On Monday 14 February 2005 14:20, Cory Papenfuss wrote:
> > I would be perfectly happy "tuning" and storing the fully encrypted 
> > datastream under myth. For playback, just send it to the TV with a 
> > cable  
> > card and let it decrypt it. This would possibly mean I can't share 
> > my  
> > programs with someone else if they can't decrypt it (definately 
> > someone  
> > without a cable card or a card on another system); but that is not 
> > my  
> > goal anyway.  I just want to record and playback shows at my house. 
> > Fast forward may be a problem if myth doesn't know where to jump to. 
> > If the decoder could handle junk (which I assume it can), you can 
> > just  
> > skip ahead xMB and live with the "resync clutter" I suppose.
> 
>   ... except that the encryption AFAIK includes a time-dependent 
> trigger.  Even if you record the encrypted stream, the encryption 
> allows  
> for it not playing back at a later date.  I don't remeber where I read 
> about that, but it makes sense (and sucks all at the same time).
> 
>   WRT hacking a PCI card, the "robustness" part of the rules 
> wouldn't be necessarily be violated if the card takes in encrypted 
> data  
> over the PCI bus, decrypts, and decodes to output analog.  You need 
> pretty  
> small logic probes to look inside a chip.... :)

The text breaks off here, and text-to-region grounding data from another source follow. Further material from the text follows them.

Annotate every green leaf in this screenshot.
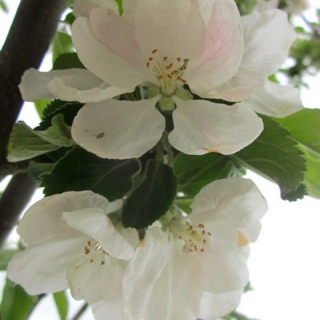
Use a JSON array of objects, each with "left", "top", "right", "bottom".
[
  {"left": 303, "top": 150, "right": 320, "bottom": 198},
  {"left": 8, "top": 122, "right": 60, "bottom": 162},
  {"left": 173, "top": 153, "right": 238, "bottom": 197},
  {"left": 39, "top": 101, "right": 83, "bottom": 129},
  {"left": 53, "top": 52, "right": 85, "bottom": 70},
  {"left": 41, "top": 146, "right": 140, "bottom": 201},
  {"left": 281, "top": 183, "right": 307, "bottom": 201},
  {"left": 8, "top": 115, "right": 74, "bottom": 162},
  {"left": 275, "top": 109, "right": 320, "bottom": 198},
  {"left": 232, "top": 115, "right": 306, "bottom": 200},
  {"left": 0, "top": 249, "right": 18, "bottom": 271},
  {"left": 52, "top": 32, "right": 74, "bottom": 63},
  {"left": 1, "top": 278, "right": 41, "bottom": 320},
  {"left": 276, "top": 109, "right": 320, "bottom": 160},
  {"left": 122, "top": 160, "right": 177, "bottom": 229},
  {"left": 0, "top": 0, "right": 8, "bottom": 12},
  {"left": 114, "top": 0, "right": 123, "bottom": 15},
  {"left": 34, "top": 99, "right": 49, "bottom": 118},
  {"left": 53, "top": 291, "right": 68, "bottom": 320}
]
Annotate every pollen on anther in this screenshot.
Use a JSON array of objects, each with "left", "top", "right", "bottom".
[
  {"left": 166, "top": 63, "right": 173, "bottom": 70},
  {"left": 167, "top": 74, "right": 172, "bottom": 79},
  {"left": 200, "top": 249, "right": 204, "bottom": 252},
  {"left": 146, "top": 62, "right": 150, "bottom": 68},
  {"left": 199, "top": 224, "right": 204, "bottom": 229},
  {"left": 177, "top": 57, "right": 181, "bottom": 62},
  {"left": 101, "top": 261, "right": 105, "bottom": 266},
  {"left": 152, "top": 49, "right": 158, "bottom": 54},
  {"left": 163, "top": 56, "right": 168, "bottom": 62},
  {"left": 90, "top": 259, "right": 93, "bottom": 263},
  {"left": 88, "top": 241, "right": 91, "bottom": 246},
  {"left": 148, "top": 57, "right": 153, "bottom": 61},
  {"left": 178, "top": 77, "right": 186, "bottom": 84},
  {"left": 207, "top": 232, "right": 212, "bottom": 236},
  {"left": 84, "top": 247, "right": 90, "bottom": 255}
]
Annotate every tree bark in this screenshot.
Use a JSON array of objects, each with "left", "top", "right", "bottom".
[{"left": 0, "top": 0, "right": 66, "bottom": 248}]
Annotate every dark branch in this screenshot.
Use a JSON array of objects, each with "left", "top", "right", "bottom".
[
  {"left": 0, "top": 0, "right": 67, "bottom": 247},
  {"left": 0, "top": 0, "right": 67, "bottom": 168},
  {"left": 0, "top": 173, "right": 36, "bottom": 247}
]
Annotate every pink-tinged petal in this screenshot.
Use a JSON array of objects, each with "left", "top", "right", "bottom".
[
  {"left": 190, "top": 178, "right": 267, "bottom": 228},
  {"left": 17, "top": 191, "right": 110, "bottom": 244},
  {"left": 89, "top": 8, "right": 150, "bottom": 78},
  {"left": 63, "top": 209, "right": 135, "bottom": 260},
  {"left": 73, "top": 0, "right": 99, "bottom": 18},
  {"left": 215, "top": 9, "right": 295, "bottom": 101},
  {"left": 123, "top": 228, "right": 170, "bottom": 320},
  {"left": 7, "top": 236, "right": 86, "bottom": 295},
  {"left": 169, "top": 98, "right": 263, "bottom": 155},
  {"left": 198, "top": 290, "right": 243, "bottom": 319},
  {"left": 71, "top": 96, "right": 165, "bottom": 159},
  {"left": 72, "top": 17, "right": 148, "bottom": 88},
  {"left": 244, "top": 80, "right": 304, "bottom": 117},
  {"left": 186, "top": 0, "right": 243, "bottom": 93},
  {"left": 135, "top": 0, "right": 206, "bottom": 61}
]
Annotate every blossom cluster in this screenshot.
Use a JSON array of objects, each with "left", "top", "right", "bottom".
[
  {"left": 7, "top": 0, "right": 304, "bottom": 319},
  {"left": 8, "top": 178, "right": 267, "bottom": 319}
]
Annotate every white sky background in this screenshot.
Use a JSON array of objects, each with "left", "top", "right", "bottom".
[{"left": 1, "top": 1, "right": 320, "bottom": 319}]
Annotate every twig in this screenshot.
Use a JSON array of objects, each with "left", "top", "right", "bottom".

The whole scenario still sucks, though.  If you can't decode the stream 
before it's output, you lose half the functionality of Myth.  No 
commercial detection, no input/output filters, possibly no OSD, 
depending on the output mechanism.  No transcoding to save space.  No 
(or at least limited) seeking; no trick play (slow down/speed 
up/libsamplerate stuff).

At that point I would probably have to break down and get a Tivo.